And - _his witch_. The girl herself, brash and loud and tangled in her own spells, limbs and hair. It’s been odd decades since last he’d felt affection of the sort for another human being, and little of it was as sincere as this. He’d longed for silence for as long as he can remember, and at the first glance, she offers him anything but. It is not a shift in his existence he could have foretold or prevented, not that he’d want to, truly - but it is a good life. They have each their dens, and she longs for the wild Wood, just as he does for the orderly rooms of his tower in the valley, and it it pleasant, meeting in the middle-

 

Something cold and wet hits him in the back of his neck, dripping beneath his collar and Sarkan _yelps_ -

 

“ _You!_ ”

 

“Me!” she laughs, clear as ice, flushed and already having another snowball at the ready.

 

He spits out a curse and before he can grab enough snow, she nails another hit, smack in his forehead.

 

“Your face!” Giggling, Nieshka bolts, lightfooted like a deer, if not half as graceful, looking for shelter.

 

Scoffing at the snowball taking form in his hands, Sarkan stretches back his shoulders under the heavy coat, and arches his brows, the gleam of magic bright at the edge of his vision, cutting sharp and

 

“Not _fair_!” She shouts, as a whole pine tree unloads the snow off it’s branches on her.

 

“All’s fair!” is his response as he ducks, already expecting her counter.

 

By the end of it, Sarkan is fairly certain he’s got snow in his socks, both pairs of them, and down his throat, which isn’t at all helped when, in a last attempt to gain the upper hand, the wildcat tackles him to the ground, burrowing the both of them in a mountain of snow.

 

A soft ooof escapes her as he rolls her underneath, the heels of her boots digging into his calves, and her hair caught under them both, and she laughs, deep from her chest, with her red freckled face and even redder lips with a wicked gleam in her eyes. It takes him a second to realise he is laughing, too.

 

She sees her chance, having him momentarily distracted, and steals a kiss. Tasting snow and heat and mulled wine from the mug on her table (it’s now on the ground, with her notes, utensils, and one of Sarkan’s gloves), in her mouth, he wraps his arms around her, the bulk of his wet winter clothes drenching the simple shirt she has on.
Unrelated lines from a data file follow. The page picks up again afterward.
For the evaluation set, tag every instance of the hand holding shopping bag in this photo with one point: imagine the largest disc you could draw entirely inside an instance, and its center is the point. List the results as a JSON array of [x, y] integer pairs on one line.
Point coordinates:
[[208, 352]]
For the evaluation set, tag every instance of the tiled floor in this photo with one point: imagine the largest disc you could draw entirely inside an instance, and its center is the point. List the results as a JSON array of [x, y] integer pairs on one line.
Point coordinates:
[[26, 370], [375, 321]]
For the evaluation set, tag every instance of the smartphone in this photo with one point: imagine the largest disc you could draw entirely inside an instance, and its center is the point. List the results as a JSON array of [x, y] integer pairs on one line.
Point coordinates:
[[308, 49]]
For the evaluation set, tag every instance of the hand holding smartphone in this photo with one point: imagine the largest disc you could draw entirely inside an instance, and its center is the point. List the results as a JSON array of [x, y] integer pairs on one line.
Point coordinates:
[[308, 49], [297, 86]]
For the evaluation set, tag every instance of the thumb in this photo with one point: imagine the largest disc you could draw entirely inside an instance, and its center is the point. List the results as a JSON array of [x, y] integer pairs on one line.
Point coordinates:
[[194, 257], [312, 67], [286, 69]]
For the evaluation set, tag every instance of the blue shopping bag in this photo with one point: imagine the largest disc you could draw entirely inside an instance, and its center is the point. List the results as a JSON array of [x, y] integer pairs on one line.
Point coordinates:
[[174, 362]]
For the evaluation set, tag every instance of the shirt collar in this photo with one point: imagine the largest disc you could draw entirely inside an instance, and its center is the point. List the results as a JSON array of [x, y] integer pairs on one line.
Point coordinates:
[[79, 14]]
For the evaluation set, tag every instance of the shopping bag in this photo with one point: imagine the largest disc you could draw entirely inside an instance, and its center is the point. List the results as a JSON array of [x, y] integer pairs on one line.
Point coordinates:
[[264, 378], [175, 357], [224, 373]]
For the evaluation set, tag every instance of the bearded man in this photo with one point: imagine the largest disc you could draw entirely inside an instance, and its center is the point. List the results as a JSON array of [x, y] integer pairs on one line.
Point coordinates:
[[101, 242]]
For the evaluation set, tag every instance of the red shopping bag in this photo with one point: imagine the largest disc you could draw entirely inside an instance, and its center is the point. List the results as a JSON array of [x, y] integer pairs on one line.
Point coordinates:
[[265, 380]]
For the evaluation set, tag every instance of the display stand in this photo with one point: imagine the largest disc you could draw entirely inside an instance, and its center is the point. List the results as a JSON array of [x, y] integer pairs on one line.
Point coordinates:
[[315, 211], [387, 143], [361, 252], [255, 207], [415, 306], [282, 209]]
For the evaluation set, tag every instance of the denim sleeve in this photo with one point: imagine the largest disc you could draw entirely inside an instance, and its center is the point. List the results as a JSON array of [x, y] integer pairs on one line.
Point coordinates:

He kisses her back with ardour, her lips and her chin and the snowflakes on her lashes, and she climbs into his lap and laughs into his neck.

 

 

“I’m _cold_ ,” she wheezes, clouds forming where she’s breathing hard above him. Her hair is covered in frost, the crown still hanging on, but her shirt is wet, as are her mittens, and her once-bright red skirts, too, fraying at their edges. His hands rest underneath them, on the wool stockings she wears, thick over her thighs.

 

Rolling his eyes and muttering nonsense under his breath, much to her amusement, he rises as well as he can, without falling back face first into the snow, slips an arm under her knees and the other around her back and hoists both of them up, making his perilous way to the door of her undoubtedly heated cottage.

 

“ _You abominable creature_ ,” he whispers and she smiles, wide and - _happy_ , and the bite in his words turns soft, “you are going to freeze.”

 

She chuckles at that, arms wrapped around his shoulders. “A good thing I have you to keep me warm, then.”

 

 

 

 


End file.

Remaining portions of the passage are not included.